The New Richmond City Council conducted their regular meeting April 13. Among the business items:
The council approved the application for a federal COPS grant, that would allow the police department to hire an additional officer who would be assigned as a school resource officer. The grant would help fund the position for three years, then the city and New Richmond School Board would be responsible for covering the officer's salary for the fourth year.
Police Chief Mark Samelstad said the school district hasn't officially weighed in on the idea, but noted that the community wouldn't be required to accept the grant if it's awarded. The council approved the expenditure of $8,000 to complete a feasibility study on a possible industrial park served by rail in New Richmond. The council approved a $125,000 study of its stormwater system to see how pollution can be reduced in the local waterways. Half of the project will be covered by a grant, with the other half picked up by stormwater utility funds. The council approved a 24-hour-per-month consulting contract with Paul Mayer, director of the New Richmond Area Economic Development Corporation. Mayer will assist the city in its economic development efforts. The cost will amount to between $18,000 and $20,000 this year.
Hansen asked if the job responsibilities of Mayer and Barbian will be clearly defined so that everyone knows what's expected. She said the previous relationship with a second economic development employee turned out poorly due to confusing roles.
Schnitzler said the city doesn't want to be too specific on roles, hoping instead that Barbian and Mayer would work well together to benefit the community in whatever ways available.
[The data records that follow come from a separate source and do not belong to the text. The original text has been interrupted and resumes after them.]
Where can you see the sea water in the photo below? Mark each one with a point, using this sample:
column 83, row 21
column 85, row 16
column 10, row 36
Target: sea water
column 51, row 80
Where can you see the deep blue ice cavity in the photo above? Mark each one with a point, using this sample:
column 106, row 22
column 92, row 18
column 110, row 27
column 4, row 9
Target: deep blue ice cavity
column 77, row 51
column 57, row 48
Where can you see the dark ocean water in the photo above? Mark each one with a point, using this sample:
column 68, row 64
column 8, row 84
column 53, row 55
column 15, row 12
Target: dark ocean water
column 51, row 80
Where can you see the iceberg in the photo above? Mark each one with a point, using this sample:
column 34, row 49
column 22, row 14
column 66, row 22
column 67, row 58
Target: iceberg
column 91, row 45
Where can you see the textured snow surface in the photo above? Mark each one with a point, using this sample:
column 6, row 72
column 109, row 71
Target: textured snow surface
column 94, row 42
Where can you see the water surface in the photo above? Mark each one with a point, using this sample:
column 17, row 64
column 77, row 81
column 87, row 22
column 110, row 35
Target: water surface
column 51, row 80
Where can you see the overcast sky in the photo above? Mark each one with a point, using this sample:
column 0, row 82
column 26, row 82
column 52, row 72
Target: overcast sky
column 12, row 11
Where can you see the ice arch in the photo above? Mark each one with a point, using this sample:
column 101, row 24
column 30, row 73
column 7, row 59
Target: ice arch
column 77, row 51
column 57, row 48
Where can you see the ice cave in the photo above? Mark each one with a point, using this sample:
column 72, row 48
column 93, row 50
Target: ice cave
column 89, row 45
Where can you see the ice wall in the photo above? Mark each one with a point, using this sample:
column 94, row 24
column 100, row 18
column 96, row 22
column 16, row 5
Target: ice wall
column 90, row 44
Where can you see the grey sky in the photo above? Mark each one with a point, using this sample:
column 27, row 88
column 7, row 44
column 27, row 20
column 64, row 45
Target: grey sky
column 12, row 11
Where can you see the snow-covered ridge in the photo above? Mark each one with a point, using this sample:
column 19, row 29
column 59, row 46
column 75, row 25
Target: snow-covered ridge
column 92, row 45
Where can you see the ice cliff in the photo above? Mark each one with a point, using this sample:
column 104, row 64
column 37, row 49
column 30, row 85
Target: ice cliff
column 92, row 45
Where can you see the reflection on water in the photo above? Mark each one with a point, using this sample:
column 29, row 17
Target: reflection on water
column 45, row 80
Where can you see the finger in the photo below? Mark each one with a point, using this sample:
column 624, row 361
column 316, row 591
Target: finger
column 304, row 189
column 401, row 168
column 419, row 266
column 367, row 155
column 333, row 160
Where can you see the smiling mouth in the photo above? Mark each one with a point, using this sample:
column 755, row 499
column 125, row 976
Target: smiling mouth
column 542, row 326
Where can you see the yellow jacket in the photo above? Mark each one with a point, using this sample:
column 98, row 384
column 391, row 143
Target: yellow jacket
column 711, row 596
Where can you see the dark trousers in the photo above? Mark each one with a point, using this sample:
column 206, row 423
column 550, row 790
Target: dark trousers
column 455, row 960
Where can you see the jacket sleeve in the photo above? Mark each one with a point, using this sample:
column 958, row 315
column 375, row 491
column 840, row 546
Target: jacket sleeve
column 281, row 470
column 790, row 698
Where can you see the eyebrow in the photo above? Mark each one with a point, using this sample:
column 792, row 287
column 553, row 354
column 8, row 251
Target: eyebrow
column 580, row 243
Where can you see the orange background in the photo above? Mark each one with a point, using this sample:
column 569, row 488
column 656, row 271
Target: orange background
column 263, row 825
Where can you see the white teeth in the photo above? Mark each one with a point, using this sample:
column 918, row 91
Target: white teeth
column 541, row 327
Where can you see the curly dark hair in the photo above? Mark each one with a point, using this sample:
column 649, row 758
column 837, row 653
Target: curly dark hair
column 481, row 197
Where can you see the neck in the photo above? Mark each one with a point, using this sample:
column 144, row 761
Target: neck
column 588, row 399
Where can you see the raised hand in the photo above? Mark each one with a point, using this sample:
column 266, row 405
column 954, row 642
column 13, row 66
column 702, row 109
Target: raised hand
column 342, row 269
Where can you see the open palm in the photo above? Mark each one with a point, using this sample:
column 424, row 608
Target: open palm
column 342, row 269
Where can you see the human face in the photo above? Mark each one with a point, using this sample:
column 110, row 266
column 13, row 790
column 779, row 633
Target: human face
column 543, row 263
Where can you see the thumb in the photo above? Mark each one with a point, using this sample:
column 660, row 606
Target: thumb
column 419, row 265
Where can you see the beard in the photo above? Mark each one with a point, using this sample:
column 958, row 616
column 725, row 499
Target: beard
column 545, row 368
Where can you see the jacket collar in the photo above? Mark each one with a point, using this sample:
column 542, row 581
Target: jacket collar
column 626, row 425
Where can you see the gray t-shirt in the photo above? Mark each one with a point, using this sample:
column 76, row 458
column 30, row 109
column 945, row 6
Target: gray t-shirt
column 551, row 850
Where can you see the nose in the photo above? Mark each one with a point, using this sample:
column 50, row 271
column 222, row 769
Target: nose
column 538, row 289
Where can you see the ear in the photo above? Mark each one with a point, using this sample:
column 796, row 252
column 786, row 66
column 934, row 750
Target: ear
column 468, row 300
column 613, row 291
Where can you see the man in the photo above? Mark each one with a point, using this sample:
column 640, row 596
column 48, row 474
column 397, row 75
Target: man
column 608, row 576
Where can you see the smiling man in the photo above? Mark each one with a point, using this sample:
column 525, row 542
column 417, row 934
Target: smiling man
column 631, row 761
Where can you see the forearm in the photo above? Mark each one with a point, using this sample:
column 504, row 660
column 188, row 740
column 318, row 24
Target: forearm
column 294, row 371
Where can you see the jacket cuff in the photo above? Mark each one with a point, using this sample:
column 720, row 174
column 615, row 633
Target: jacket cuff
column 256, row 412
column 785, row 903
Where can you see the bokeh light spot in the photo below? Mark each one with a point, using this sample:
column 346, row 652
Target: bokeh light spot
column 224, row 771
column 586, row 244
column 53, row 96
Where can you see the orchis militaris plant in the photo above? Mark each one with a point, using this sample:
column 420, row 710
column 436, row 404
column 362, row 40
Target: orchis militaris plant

"We're all on the same team headed to the same goal," he said. The council approved the first step in the annexation process for land purchased by the city for the future extension of Richmond Way to 140th Street. City Attorney Ron Siler said the court has ruled in favor of Steven and Cristy Wickenhauser in their lawsuit over the value of property purchased by the city. The property value was initially set at $750,000, but the court ruled the value was $2 million instead. Siler said the decision is being appealed. The council approved a new adopt-a-road program in the community.